Musea krijgen via legaten schilderijen en andere kunstschatten. Ik heb begrepen dat ook de schilderijen die gestolen zijn uit het Van Goghmuseum uit een legaat afkomstig zijn. Is de staatssecretaris niet bang dat door de onveilige situatie in musea meer kunst in privébezit blijft?

Staatssecretaris Van Leeuwen:

Voorzitter. Ik maak mij er grote zorgen over dat in één jaar driemaal spullen uit vooraanstaande musea zijn verdwenen. De heer Dittrich heeft dit al genoemd. De laatste twee diefstallen vonden binnen een week plaats. Dat valt natuurlijk op. Ik vind het onacceptabel dat er zo frequent uit musea wordt gestolen. Er is een spanningsveld tussen het karakter van een publieksvoorziening en het streven naar 100% veiligheid. Maximale veiligheid is niet te realiseren, zou je waarschijnlijk moeten zeggen. Daarmee wil ik deze drie voorbeelden zeker niet bagatelliseren en zelfs niet relativeren. Ik vind dat er iets moet gebeuren.

Bij veiligheid zijn een drietal aspecten van belang. In de eerste plaats noem ik de techniek. De ruiten moeten voldoende dik zijn, de deuren moeten goed sluiten en de camera's moeten goed gericht zijn. In de tweede plaats spelen de mensen en de organisatie een rol. Menselijke fouten kunnen ertoe leiden dat iemand zomaar een schilderij onder z'n arm kan meenemen. In de derde plaats zijn er de bouwvoorschriften en andere bouwkundige aspecten. Bij het Van Goghmuseum kan dit laatste spelen, gelet op het gemakkelijk kunnen plaatsen van een ladder.
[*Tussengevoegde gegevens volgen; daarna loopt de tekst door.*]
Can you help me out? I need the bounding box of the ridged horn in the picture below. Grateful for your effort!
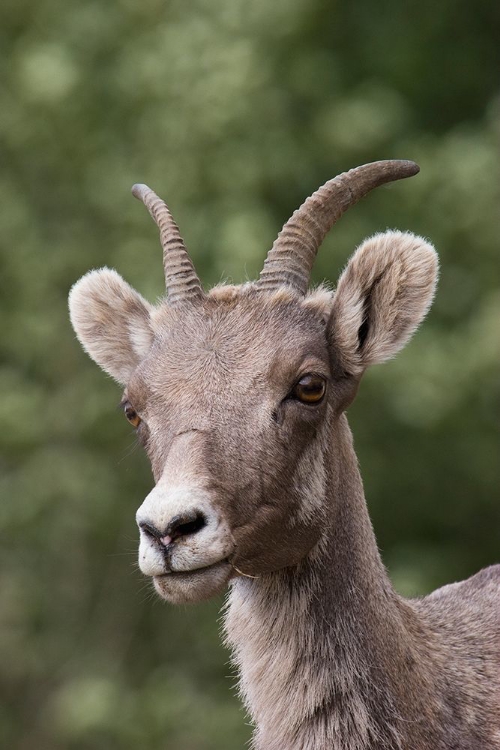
[257,160,420,295]
[132,185,204,305]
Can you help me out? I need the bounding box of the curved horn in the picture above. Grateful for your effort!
[132,185,204,305]
[257,160,420,295]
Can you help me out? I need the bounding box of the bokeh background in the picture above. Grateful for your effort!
[0,0,500,750]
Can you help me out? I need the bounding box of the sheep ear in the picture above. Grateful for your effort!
[69,268,153,385]
[328,232,438,376]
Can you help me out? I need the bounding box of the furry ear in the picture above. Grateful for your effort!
[329,232,438,376]
[69,268,153,385]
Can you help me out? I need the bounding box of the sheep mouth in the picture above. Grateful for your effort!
[153,557,231,581]
[153,558,234,604]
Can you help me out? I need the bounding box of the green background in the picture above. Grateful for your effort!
[0,0,500,750]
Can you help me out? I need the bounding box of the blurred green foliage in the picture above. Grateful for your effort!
[0,0,500,750]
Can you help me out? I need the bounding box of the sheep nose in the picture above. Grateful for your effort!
[139,510,207,547]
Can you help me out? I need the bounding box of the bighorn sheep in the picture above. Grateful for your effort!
[70,161,500,750]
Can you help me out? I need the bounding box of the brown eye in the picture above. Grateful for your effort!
[124,404,142,427]
[291,373,326,404]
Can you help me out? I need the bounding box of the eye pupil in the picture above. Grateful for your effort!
[292,374,326,404]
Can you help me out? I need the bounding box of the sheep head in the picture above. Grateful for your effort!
[70,161,437,602]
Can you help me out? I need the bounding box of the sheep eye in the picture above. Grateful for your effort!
[124,404,142,427]
[291,373,326,404]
Over de lopende onderzoeken van de minister kan ik geen mededelingen doen. Ik heb wel wat informatie gekregen, maar in het belang van het onderzoek is het mij niet toegestaan om deze openbaar te maken. Ik wil ook niemand op ideeën brengen. Ik ben het met de heer Dittrich eens dat drie keer te veel van het goede is. Het is ook mij opgevallen dat men in alle gevallen door het intikken van een ruit toegang tot het museum heeft gekregen. Ik was gisteren bij de opening door onze prins van het onderdeel van het Rijksmuseum op Schiphol. Daar hangen de schilderijen achter grote glazen platen van een zodanige dikte dat ze niet kapot te krijgen zijn. Misschien moet de oplossing in het gebruik van dikker glas worden gezocht. Ik loop daar overigens niet op vooruit.
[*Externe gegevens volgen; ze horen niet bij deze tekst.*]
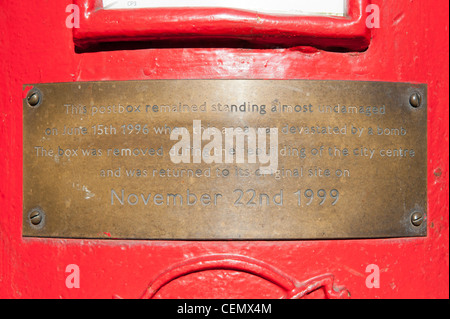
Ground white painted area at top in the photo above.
[103,0,347,16]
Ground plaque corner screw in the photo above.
[409,92,422,108]
[411,212,424,227]
[27,89,42,108]
[28,208,45,227]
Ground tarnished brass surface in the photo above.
[23,80,427,240]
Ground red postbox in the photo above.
[0,0,449,300]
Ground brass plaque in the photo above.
[23,80,427,240]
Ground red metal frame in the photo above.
[74,0,371,51]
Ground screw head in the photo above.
[28,93,39,106]
[411,212,423,227]
[409,92,422,108]
[30,210,42,226]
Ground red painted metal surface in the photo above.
[0,0,449,298]
[74,0,370,51]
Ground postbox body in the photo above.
[0,0,449,298]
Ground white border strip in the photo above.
[103,0,347,16]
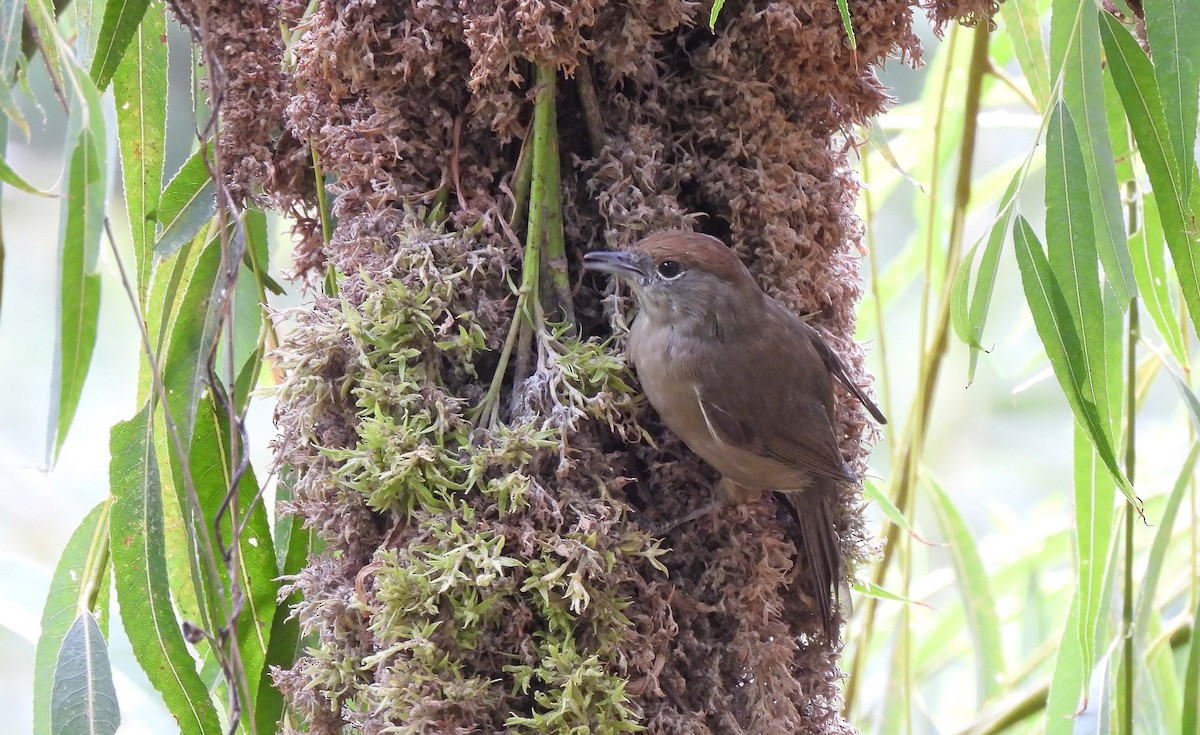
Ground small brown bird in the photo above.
[584,232,887,640]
Ik heb inmiddels twee dingen gedaan en er liep al iets wat ik even in herinnering wil roepen. Ik heb een overleg geïnitieerd, dat morgen zal plaatsvinden, tussen het Van Goghmuseum, de Rijksgebouwendienst en de directie cultureel erfgoed van mijn ministerie, waarbij ook een veiligheidsdeskundige aanwezig zal zijn. Toevalligerwijs liep er al een audit naar de veiligheid bij het Van Goghmuseum, die zeer binnenkort wordt afgerond. De uitkomst van die audit zal wat mij betreft waarschijnlijk moeten zijn dat het niet veilig genoeg is geweest. Maar goed, dat komt er ook aan.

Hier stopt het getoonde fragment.